Hedonisme yang sering kita dengar saat ini adalah sebuah teori hedonisme dari Aristippus, yakni seorang filosof Yunani. Teori atau pandangan Hedonisme muncul sebagai jawaban dari pertanyaan filosofis dari Sokrates yang tidak lain adalah rekan sekaligus gurunya. “Apa hal terbaik bagi manusia?” Aristippus menjawab bahwa hal terbaik bagi manusia adalah kesenangan. Sejak kecil manusia dilahirkan untuk mencari kesenangan. Apabila tidak tercapai atau telah tercapai, manusia akan mencari pencapaian yang lain.

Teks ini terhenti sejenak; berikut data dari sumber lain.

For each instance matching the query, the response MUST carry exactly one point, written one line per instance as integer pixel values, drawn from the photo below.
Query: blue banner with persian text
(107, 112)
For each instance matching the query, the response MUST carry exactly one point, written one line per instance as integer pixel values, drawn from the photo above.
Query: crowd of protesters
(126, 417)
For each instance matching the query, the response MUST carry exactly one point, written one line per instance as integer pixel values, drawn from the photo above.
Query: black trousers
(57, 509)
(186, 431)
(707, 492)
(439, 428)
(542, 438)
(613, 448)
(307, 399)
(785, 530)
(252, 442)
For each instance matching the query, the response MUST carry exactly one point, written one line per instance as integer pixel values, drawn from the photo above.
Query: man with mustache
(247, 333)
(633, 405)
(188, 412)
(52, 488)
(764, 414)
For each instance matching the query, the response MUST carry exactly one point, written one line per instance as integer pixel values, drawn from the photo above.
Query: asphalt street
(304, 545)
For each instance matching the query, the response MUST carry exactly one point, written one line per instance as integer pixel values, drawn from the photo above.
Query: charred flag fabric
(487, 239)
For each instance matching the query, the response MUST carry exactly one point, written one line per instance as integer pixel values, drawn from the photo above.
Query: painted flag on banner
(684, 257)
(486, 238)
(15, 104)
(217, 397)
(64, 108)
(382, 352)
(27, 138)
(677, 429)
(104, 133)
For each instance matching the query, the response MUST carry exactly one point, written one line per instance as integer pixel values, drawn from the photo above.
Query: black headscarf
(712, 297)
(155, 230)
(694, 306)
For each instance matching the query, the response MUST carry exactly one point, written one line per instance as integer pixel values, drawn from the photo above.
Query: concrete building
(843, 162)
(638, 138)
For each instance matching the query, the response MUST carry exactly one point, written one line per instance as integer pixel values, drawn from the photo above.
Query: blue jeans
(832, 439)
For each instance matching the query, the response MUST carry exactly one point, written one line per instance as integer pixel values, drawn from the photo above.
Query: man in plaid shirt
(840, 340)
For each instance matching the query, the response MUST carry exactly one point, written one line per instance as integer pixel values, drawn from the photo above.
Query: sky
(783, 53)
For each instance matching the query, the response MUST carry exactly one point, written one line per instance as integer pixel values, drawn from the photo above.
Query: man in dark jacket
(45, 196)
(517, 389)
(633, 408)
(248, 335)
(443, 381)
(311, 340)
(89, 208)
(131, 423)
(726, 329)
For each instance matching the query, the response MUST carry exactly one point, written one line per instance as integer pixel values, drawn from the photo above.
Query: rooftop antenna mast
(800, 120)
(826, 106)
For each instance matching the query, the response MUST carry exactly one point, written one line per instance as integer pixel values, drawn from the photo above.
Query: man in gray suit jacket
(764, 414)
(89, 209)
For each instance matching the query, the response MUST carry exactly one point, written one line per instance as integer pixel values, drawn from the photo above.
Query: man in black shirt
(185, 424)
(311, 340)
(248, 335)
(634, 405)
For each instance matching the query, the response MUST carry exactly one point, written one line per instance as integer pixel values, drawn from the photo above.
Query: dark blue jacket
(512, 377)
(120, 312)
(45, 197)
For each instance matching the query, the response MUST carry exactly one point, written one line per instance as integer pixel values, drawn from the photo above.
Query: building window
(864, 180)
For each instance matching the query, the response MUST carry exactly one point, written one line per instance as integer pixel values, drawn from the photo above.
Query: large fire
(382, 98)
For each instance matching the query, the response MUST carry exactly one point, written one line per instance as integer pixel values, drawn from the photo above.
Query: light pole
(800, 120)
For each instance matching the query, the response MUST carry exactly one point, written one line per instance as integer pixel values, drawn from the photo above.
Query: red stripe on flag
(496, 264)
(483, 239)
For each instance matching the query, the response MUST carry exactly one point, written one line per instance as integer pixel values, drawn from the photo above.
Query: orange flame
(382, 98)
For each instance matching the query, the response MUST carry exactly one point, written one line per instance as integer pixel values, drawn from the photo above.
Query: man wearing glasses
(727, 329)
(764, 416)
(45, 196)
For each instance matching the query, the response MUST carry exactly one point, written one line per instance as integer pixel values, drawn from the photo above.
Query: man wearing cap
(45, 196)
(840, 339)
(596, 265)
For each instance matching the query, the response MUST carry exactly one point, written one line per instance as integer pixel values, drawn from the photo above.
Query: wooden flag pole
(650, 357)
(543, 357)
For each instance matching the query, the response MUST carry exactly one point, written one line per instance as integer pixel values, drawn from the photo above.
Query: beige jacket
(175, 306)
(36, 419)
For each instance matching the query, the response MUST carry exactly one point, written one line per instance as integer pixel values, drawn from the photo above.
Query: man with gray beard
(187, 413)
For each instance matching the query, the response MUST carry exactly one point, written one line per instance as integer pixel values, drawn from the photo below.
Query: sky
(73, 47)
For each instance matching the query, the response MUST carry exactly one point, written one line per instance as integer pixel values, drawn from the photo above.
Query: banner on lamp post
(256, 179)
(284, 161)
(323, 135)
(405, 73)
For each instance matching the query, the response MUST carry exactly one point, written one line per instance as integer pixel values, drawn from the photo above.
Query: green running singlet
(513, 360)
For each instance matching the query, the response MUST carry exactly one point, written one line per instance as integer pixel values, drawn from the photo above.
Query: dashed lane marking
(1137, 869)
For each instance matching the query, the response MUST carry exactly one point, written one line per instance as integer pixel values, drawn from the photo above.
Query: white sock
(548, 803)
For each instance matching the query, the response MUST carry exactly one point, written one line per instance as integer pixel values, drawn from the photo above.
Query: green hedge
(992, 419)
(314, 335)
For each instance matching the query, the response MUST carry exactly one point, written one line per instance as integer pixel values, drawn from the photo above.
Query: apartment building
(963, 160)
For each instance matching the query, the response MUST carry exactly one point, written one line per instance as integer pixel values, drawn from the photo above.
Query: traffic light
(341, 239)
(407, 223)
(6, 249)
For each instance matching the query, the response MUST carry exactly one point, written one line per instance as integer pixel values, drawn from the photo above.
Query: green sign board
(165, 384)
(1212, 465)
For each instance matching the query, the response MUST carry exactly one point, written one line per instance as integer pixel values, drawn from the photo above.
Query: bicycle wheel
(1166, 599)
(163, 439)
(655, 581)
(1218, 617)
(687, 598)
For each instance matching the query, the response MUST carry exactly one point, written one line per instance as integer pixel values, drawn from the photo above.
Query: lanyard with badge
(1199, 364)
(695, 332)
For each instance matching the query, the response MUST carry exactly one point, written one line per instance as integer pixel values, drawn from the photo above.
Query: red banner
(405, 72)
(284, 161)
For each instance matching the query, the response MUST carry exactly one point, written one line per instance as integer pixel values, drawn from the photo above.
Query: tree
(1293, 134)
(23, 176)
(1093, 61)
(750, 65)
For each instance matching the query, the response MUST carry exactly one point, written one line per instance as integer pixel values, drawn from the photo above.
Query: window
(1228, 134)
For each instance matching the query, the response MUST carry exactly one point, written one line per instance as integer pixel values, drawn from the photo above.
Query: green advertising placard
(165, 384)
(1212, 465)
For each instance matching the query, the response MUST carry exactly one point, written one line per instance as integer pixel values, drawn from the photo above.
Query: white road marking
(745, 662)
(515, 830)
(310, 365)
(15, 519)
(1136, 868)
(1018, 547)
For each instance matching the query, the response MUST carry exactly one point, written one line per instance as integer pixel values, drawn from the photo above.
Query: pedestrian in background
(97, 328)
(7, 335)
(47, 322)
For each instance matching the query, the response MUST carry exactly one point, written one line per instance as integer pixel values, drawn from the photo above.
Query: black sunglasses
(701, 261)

Kesenangan yang di maksud oleh Aristippus terbatas pada kesenangan jasmani seperti makan, minum, seks, berbelanja dsb. Mencari kesenangan adalah fitrah manusia. Tidak ada satupun makhluk di bumi yang ingin merasakan penderitaan. Akan tetapi mengejar kesenangan jasmani adalah bualan yang sia-sia. Kesenangan yang bersifat jasmani tidak akan pernah habis, terlebih lagi manusia cenderung untuk membebaskan rasa ketidakpuasan.
Bahkan, mengejar kesenangan ataupun kenikmatan jasmani yang tidak dibatasi akan menimbulkan penyesalan dan mempengaruhi kondisi Mencari kesenangan adalah fitrah manusia. Tidak ada satupun makhluk di bumi yang ingin merasakan penderitaan. Akan tetapi mengejar kesenangan jasmani adalah bualan yang sia-sia. Psikologis dari seorang hedonis. Sebagaimana makan dan minum, jika terlalu berlebihan dilakukan akan menimbulkan rasa begah. Selain itu, motivasi membeli barang branded dan didesak gengsi akan memicu kekhawatiran dan ketakutan ketika tidak mengikuti perkembangan zaman fomophobia.
Semua pengaruh gaya hidup hedonisme yang diperantarai fomofobia saat ini tidak terlepas dari anggapan pencetus hedonisme terdahulu. Aristippus melihat kesenangan sebagai sesuatu yang aktual, artinya kesenangan terjadi sekarang, bukan di masa lalu atau masa depan. Masalalu dilihat sebagai kenangan atas kesenangan yang dirasa tidak perlu diingat sedangkan masa depan adalah sesuatu yang tidak bisa dilihat secara pasti.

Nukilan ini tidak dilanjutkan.